Ocampo conoció a Waldo Frank en una conferencia sobre Charles Chaplin; él le sugirió que lo visitara en Estados Unidos y fundara una revista literaria.[64] Su visita a Estados Unidos fue el primero de una serie de viajes que realizó a lo largo de la década de 1930, en los cuales visitó a varias personalidades como Jacques Lacan, Ramón Gómez de la Serna, Leo Ferrero, Sergéi Eisenstein y Le Corbusier.[65] A diferencia de los casos de Keyserling y Tagore, su amistad con Frank perduró hasta la muerte del escritor en 1967.[64]

Victoria Ocampo como directora de Sur.

Frank sugirió que la revista a fundar tratara sobre los problemas, las inquietudes y la literatura del momento. Cuando Ocampo le comentó el proyecto a su padre, le aseguró: «Te vas a fundir, Victoria».[66] La escritora heredó tres fortunas a lo largo de su vida: la de su tía Vitola, la de su madrina (que había acumulado el dinero de sus dos maridos difuntos) y la parte proporcional del patrimonio de Manuel Ocampo, su padre,[66] fallecido el 18 de enero de 1930.[67] Todo ello fue invertido en la compra de residencias y departamentos; sin embargo, cuando Juan Domingo Perón impuso la ley de alquileres, los inmuebles dejaron de dar renta y fueron malvendidos en varias ocasiones.
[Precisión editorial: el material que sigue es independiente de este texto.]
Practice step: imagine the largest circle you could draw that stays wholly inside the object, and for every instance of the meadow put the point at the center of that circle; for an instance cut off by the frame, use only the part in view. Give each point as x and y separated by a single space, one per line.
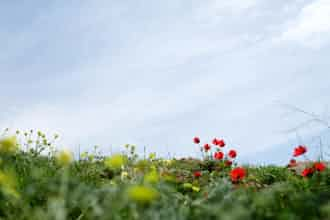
38 181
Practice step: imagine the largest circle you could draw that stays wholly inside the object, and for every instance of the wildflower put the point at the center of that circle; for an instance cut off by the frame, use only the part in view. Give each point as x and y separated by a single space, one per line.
232 154
218 155
221 143
228 163
64 157
300 150
319 166
152 156
197 174
115 162
142 194
195 188
292 163
8 183
237 174
207 147
124 175
196 140
152 177
307 172
215 141
187 186
168 162
84 155
9 145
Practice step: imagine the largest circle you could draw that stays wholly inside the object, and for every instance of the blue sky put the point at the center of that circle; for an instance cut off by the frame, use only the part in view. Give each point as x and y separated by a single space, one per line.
157 73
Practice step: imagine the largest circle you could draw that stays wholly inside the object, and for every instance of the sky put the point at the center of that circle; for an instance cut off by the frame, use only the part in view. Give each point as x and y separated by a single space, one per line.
157 73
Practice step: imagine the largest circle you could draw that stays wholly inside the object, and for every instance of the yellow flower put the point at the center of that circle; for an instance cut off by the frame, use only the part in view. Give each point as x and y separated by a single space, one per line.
142 194
152 177
115 161
64 157
9 145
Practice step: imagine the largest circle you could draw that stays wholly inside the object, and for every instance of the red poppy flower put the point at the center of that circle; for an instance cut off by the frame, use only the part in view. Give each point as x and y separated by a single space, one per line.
221 143
232 153
197 140
300 150
215 141
237 174
207 147
228 163
319 166
218 155
307 172
292 163
197 174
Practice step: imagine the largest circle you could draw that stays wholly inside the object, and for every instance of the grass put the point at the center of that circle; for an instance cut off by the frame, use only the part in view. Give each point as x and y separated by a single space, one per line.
38 182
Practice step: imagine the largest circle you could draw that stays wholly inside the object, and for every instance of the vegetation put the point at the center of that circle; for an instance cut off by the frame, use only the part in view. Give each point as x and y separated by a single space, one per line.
39 182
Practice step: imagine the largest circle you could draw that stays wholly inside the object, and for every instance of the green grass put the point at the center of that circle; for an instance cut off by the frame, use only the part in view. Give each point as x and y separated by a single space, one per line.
38 185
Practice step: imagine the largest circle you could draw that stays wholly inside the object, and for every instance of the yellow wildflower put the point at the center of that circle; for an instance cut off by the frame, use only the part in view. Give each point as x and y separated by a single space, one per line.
142 194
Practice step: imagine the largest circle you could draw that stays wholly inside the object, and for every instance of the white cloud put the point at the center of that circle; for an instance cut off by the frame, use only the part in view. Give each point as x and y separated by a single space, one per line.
312 26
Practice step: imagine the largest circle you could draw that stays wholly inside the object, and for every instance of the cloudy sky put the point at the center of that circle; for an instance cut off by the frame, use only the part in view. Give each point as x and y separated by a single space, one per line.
157 73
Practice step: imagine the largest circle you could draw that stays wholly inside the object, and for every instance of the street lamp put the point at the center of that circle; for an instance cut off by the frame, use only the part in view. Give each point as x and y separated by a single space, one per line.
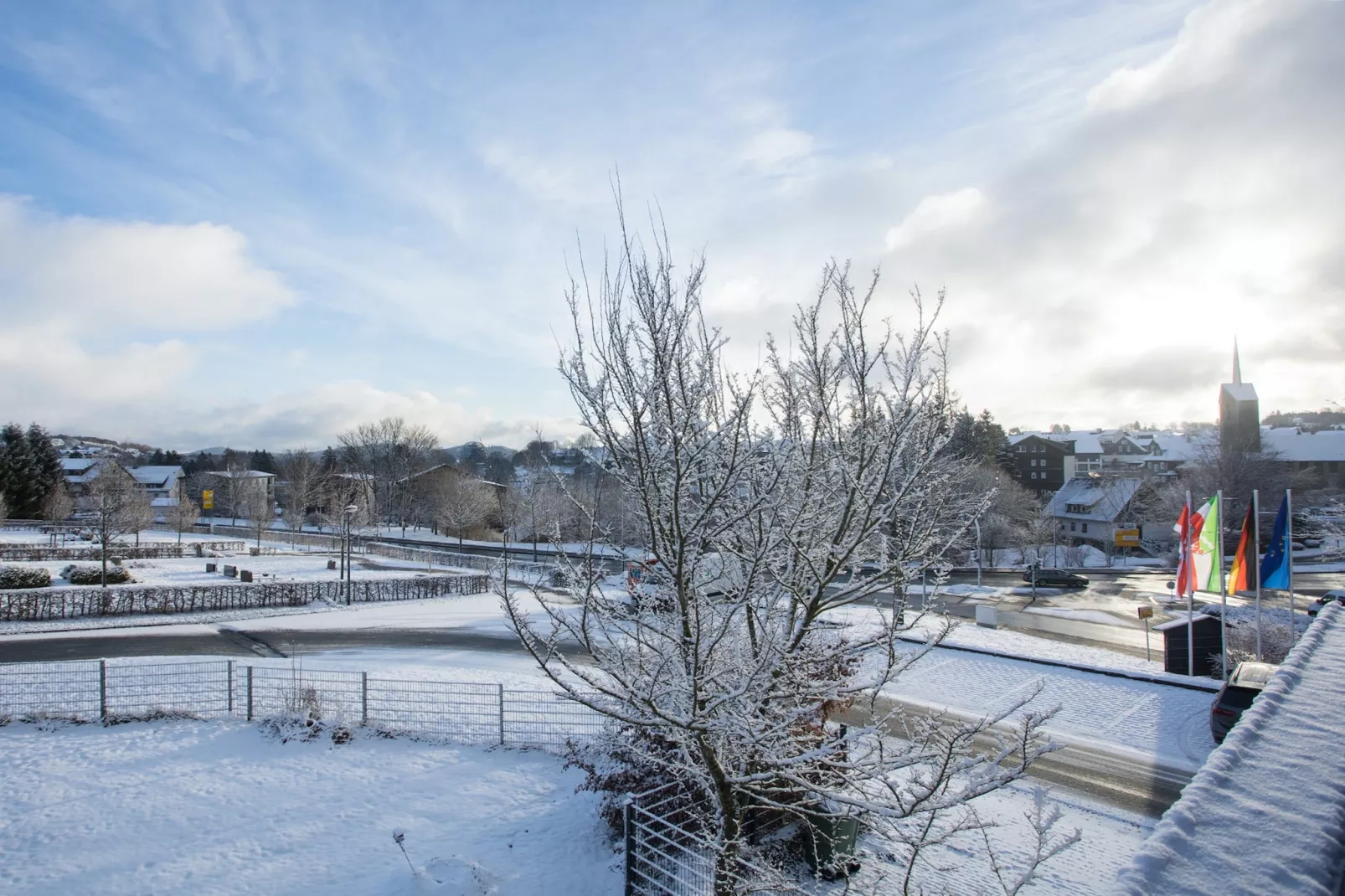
977 523
348 518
El proyecto de Sur requirió una gran inversión y, al momento de su muerte, Ocampo no tenía suficiente dinero para abonar sus impuestos.[66]
El 1 de enero de 1931, apareció el primer ejemplar de la revista Sur,[2] que contó con la colaboración de Drieu La Rochelle, Jorge Luis Borges, Waldo Frank, Eugenio d'Ors, Walter Gropius, Ernest Ansermet y Alberto Prebisch.[68] La primera edición se agotó rápidamente con una tirada de 4000 ejemplares y fue vendida también en París y Madrid.[68] Según su cuñado, el escritor Adolfo Bioy Casares, «... fue un desafío para ella, como abrir un camino en la selva».[68] Las primeras ediciones fueron producidas en la imprenta de Francisco Colombo en San Antonio de Areco, donde se había editado en 1926 la popular obra de Ricardo Güiraldes, Don Segundo Sombra.[8] Si bien la idea del nombre (Sur) había sido idea de Frank, Ocampo se había encargado del diseño de la tapa, que contenía una flecha hacia abajo.[68]

Durante los primeros años, no había sumario que no fuera examinado, encargado por mí, de acuerdo con mis preferencias. Más tarde dejé mucha más libertad (a veces casi toda) en manos de amigos colaboradores en quienes confiaba. En 1929 habían clamado por una revista de calidad literaria: ahí la tenían, en marcha. Creo que nunca se apartó de esa línea, salvo en algún detalle sin mayor importancia para el conjunto. Las fallas fueron casi siempre de orden monetario y acarreadas por la falta de liquidez, como se dice ahora.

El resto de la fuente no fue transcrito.